An experience-dependent glial pruning mechanism in a critical period of the powerful Drosophila genetic system. Glia were found to be recruited to synaptic glomeruli in response to critical period sensory experience to mediate dose-dependent pruning. Using a combination of mutants, transgenic RNAi and glial-targeted expression studies, this study dissected core mechanisms of critical period pruning. The glial Draper engulfment receptor (MEGF10/Jedi) drives experience-dependent pruning. Downstream signaling antagonism between positive Basket (JNK) and negative Puckered (DUSP) functions controls critical period glial pruning. draper RNAi with a draper null, and basket RNAi results with puckered phosphatase overexpression. Early-life sensory odorant experience induces activated Basket translocation into remodeling glia nuclei, driving cheerio gene transcription to strongly upregulate Cheerio (FLNA) expression in the glia infiltrating synaptic glomeruli. This F-actin linking signaling scaffold is absolutely essential for targeted critical period glial pruning, and consequently sensory experience drives the remodeling of the F-actin cytoskeleton in glia infiltrating synaptic glomeruli. Together, these results reveal a glial pruning mechanism that is experience-dependent and temporally-restricted, connecting Draper receptor activation, nuclear translocation signaling, and F-actin cytoskeleton regulation (Nelson, 2024).

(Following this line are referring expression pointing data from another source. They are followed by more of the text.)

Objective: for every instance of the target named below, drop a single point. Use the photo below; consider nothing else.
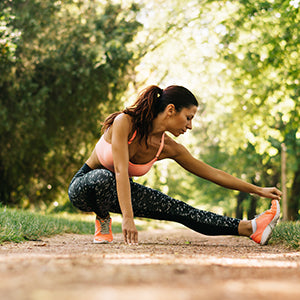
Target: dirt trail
(167, 264)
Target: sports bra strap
(161, 145)
(132, 138)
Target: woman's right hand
(130, 232)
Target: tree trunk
(293, 206)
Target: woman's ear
(170, 109)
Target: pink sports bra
(104, 153)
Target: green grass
(287, 234)
(19, 225)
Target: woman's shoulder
(171, 148)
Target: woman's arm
(120, 131)
(183, 157)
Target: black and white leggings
(95, 190)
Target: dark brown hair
(150, 102)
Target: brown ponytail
(150, 102)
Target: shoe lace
(105, 226)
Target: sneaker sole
(268, 231)
(102, 242)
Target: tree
(66, 65)
(260, 46)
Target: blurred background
(65, 65)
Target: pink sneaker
(103, 233)
(265, 224)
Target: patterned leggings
(95, 190)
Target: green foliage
(260, 45)
(64, 66)
(21, 225)
(18, 226)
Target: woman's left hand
(272, 193)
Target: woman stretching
(133, 140)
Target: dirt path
(167, 264)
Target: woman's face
(180, 122)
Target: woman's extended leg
(96, 191)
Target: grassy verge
(287, 234)
(18, 225)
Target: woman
(133, 141)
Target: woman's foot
(264, 224)
(103, 233)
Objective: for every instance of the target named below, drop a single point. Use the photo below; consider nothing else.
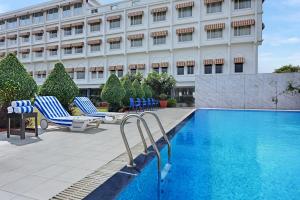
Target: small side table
(23, 117)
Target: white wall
(246, 91)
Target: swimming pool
(221, 154)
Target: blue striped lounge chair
(53, 112)
(87, 108)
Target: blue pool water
(230, 155)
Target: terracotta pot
(163, 103)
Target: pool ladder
(139, 120)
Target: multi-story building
(180, 37)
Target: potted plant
(163, 100)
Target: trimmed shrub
(15, 84)
(113, 92)
(60, 85)
(129, 91)
(138, 89)
(147, 90)
(172, 103)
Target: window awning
(91, 42)
(185, 30)
(239, 60)
(137, 13)
(115, 39)
(239, 23)
(208, 62)
(114, 17)
(158, 10)
(159, 33)
(214, 26)
(94, 21)
(212, 1)
(136, 36)
(219, 61)
(79, 69)
(50, 29)
(184, 5)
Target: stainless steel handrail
(161, 129)
(122, 127)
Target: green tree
(60, 85)
(15, 84)
(147, 90)
(160, 83)
(129, 91)
(113, 92)
(288, 69)
(138, 89)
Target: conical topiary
(147, 90)
(60, 85)
(15, 84)
(129, 91)
(138, 89)
(113, 92)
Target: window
(12, 41)
(136, 43)
(214, 34)
(164, 70)
(52, 34)
(219, 69)
(38, 36)
(116, 23)
(185, 37)
(207, 69)
(242, 4)
(158, 40)
(78, 30)
(38, 18)
(242, 31)
(78, 49)
(190, 69)
(52, 14)
(115, 45)
(238, 67)
(77, 8)
(25, 20)
(53, 52)
(95, 27)
(68, 50)
(133, 71)
(12, 23)
(95, 47)
(2, 25)
(120, 73)
(180, 70)
(136, 20)
(25, 38)
(185, 12)
(159, 16)
(67, 11)
(81, 75)
(214, 7)
(38, 54)
(68, 31)
(25, 55)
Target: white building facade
(183, 38)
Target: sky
(281, 36)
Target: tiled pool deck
(40, 168)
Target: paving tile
(6, 195)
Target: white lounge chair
(53, 112)
(87, 108)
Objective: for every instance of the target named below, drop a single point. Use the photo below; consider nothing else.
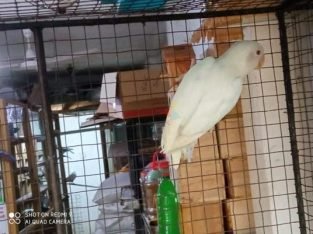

Different classes of olfactory sensory neurons can either expand or retract synaptic arbors based on critical period experience. The Or42a OSNs exhibit striking synapse elimination. Glia infiltrate synaptic glomeruli in response to critical period experience to mediate dose-dependent pruning. Only the EB-responsive VM7 glomerulus has been tested so far, and studies are needed for other odorant-selective glomeruli to determine the generalization of this mechanism. Glia subclasses differentially refine OSN synaptic architecture in a Draper-dependent mechanism. Three glial classes function as phagocytes and can act cooperatively for neuronal phagocytosis in Drosophila juvenile brains. In the critical period, only ensheathing glia employ Draper for experience-dependent synapse pruning. Draper receptors activate Basket/JNK signaling to induce neuronal phagocytosis in early development (larval-pupal transition) and following injury. However, there was no link to experience or circuit remodeling. This study discovered glial Draper→Basket signaling is essential for experience-dependent and temporally-restricted glial pruning. Draper also activates Src42a/Shark signaling, which has not been implicated in this study. The Puckered phosphatase inhibits glial pruning. Glial-targeted RNAi of the other pathway components (e.g.hep, jra, kay), could provide additional insights for determining the signaling mechanisms controlling critical period experience-dependent glial pruning (Nelson, 2024).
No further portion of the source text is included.